Arthritis

July 28, 2011

Osteoarthritis and rheumatoid arthritis are the two most common types of generalized arthritis. Unfortunately, many think that the two terms are interchangeable but in fact, they are two very different diseases with different treatments. As treatments differ, it is vital that the correct diagnosis is made.

Osteoarthritis

Osteoarthritis is the most common form of arthritis. It is primarily a disease of the cartilage that cushions the joints, leading to progressive thinning of that cushion.

More than just “wear and tear” leads to osteoarthritis. Cartilage undergoes constant recycling of removing old cartilage and replacing it with new. With aging, the recycling process breaks down and osteoarthritis then begins to form.

The most common joints affected are the fingers, base of the thumb, hip, knee, spine, and the great toe (a bunion). Risk factors for developing osteoarthritis include: obesity, aging, and situations that put one at risk at certain joints. For example, occupations that involve repetitive knee bending, kneeling, squatting, or stair climbing are associated with an increased frequency of knee osteoarthritis.

The symptoms of osteoarthritis include pain, stiffness, and disability. Initially, the pain is only intermittent, typically associated with the use of the joint. With time, the pain can be more constant as the disease advances. With inactivity, the joint stiffens and can give the sensation of locking up when trying to move it again. Morning stiffness, after a full night of inactivity, usually lasts about 15-30 minutes. This is in contrast to rheumatoid arthritis where morning stiffness can last for hours. The mainstay of treatment for osteoarthritis is nonsteroidal anti-inflammatory drugs. Osteoarthritis is discussed in greater detail elsewhere.

Rheumatoid arthritis

Rheumatoid arthritis is a disease of a disordered immune system in which inflammatory cells attack the joints. Because of the aggressive joint inflammation, the pain is much more severe and disabling than that of osteoarthritis. Like most autoimmune diseases, rheumatoid arthritis is more common in women. Other risk factors for rheumatoid arthritis include age greater than 50, smoking, and relatives with rheumatoid arthritis. Because this is an immune system process, multiple joints are involved at the same time. The most common joints include the hands, wrists, knees, and feet, but any joint can be involved. The disease is usually symmetrical, in that the same joint is affected on both sides of the body. Because of the inflammation, morning stiffness can last for hours. Some patients develop rheumatoid nodules, which are bumps on their elbows. This is a sign of severe progressive rheumatoid arthritis.

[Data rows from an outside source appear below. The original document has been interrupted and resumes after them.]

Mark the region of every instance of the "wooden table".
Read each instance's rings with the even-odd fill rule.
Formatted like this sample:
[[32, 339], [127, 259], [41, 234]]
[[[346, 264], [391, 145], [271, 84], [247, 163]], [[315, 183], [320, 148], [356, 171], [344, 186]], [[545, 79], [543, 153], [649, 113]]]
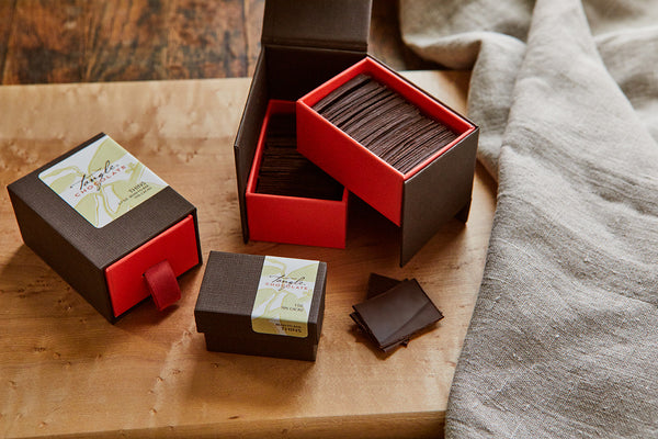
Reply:
[[[464, 111], [463, 72], [408, 77]], [[348, 248], [245, 245], [232, 140], [248, 79], [0, 87], [0, 182], [104, 131], [198, 209], [212, 249], [328, 262], [315, 363], [207, 352], [193, 309], [203, 268], [161, 314], [145, 303], [116, 325], [22, 244], [0, 195], [0, 437], [436, 437], [475, 303], [495, 209], [478, 167], [472, 215], [446, 224], [404, 268], [395, 228], [353, 203]], [[377, 272], [417, 278], [445, 314], [385, 356], [349, 317]]]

Abnormal blood tests in rheumatoid arthritis patients include an elevated erythrocyte sedimentation rate (ESR) and C-reactive protein, which are both signs of inflammation. A positive rheumatoid factor can be suggestive of rheumatoid arthritis but it is not absolutely necessary to make the diagnosis. The presence of a positive rheumatoid factor means that a more aggressive form of rheumatoid arthritis is present which requires more aggressive therapy. Treatment of rheumatoid arthritis has two goals: to control pain and to stop the joint destruction. To control pain, nonsteroidal anti-inflammatory medications or sometimes prednisone can be used to control the inflammation. With decreased inflammation in the joints, the pain and stiffness will decrease. However, these medications cannot stop the abnormal immune system from attacking the joints: other medications are needed for this.

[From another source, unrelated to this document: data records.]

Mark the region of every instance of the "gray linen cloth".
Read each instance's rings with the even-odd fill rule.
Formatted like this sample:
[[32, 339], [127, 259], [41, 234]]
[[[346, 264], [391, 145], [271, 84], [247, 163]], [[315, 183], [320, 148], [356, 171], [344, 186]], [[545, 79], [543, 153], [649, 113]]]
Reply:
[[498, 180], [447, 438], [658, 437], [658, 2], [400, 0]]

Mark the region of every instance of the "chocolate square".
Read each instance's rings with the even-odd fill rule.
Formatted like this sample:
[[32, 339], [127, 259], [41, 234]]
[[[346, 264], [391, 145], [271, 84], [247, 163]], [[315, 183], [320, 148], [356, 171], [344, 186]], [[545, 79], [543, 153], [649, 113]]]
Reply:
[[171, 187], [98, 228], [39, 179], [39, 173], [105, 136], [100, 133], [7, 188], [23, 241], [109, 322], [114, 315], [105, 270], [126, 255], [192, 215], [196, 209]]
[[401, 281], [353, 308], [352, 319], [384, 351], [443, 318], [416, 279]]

The mainstay of rheumatoid arthritis treatment has been methotrexate, which was originally a cancer drug. A low dose of methotrexate given once a week has been shown to significantly improve the symptoms of rheumatoid arthritis in most patients. Other immune system altering medications are used if methotrexate is ineffective.

Recently, technology has allowed medical researchers to create medications that specifically target immune molecules that are known to be the cause of the inflammatory process in the joint. One such molecule is tumor necrosis factor (TNF), which is a highly destructive molecule in rheumatoid arthritis, causing lots of inflammatory debris in the joints. One medication that targets TNF is etanercept (Enbrel), given by subcutaneous injection twice a week. Etanercept is a TNF receptor that binds up the circulating TNF and prevents it from affecting the joint. Imfliximab (Remicade) is an antibody to TNF that binds it so that the TNF cannot affect the joint. Imfliximab is given by intravenous infusion every 4-8 weeks. Both of these medications have revolutionized how rheumatoid arthritis is treated. These medications, as with all immune system altering medications, can increase the risk of infections. All patients who use these drugs should be closely monitored by their physicians.

We now approach rheumatoid arthritis much like we treat cancer, by attempting to put the disease into remission. Aggressive therapy can prevent future joint damage and avoid disability. Of course, aggressive therapy is associated with more potentially harmful side effects. Anyone who uses these medications must consider the potential risks and benefits of therapy.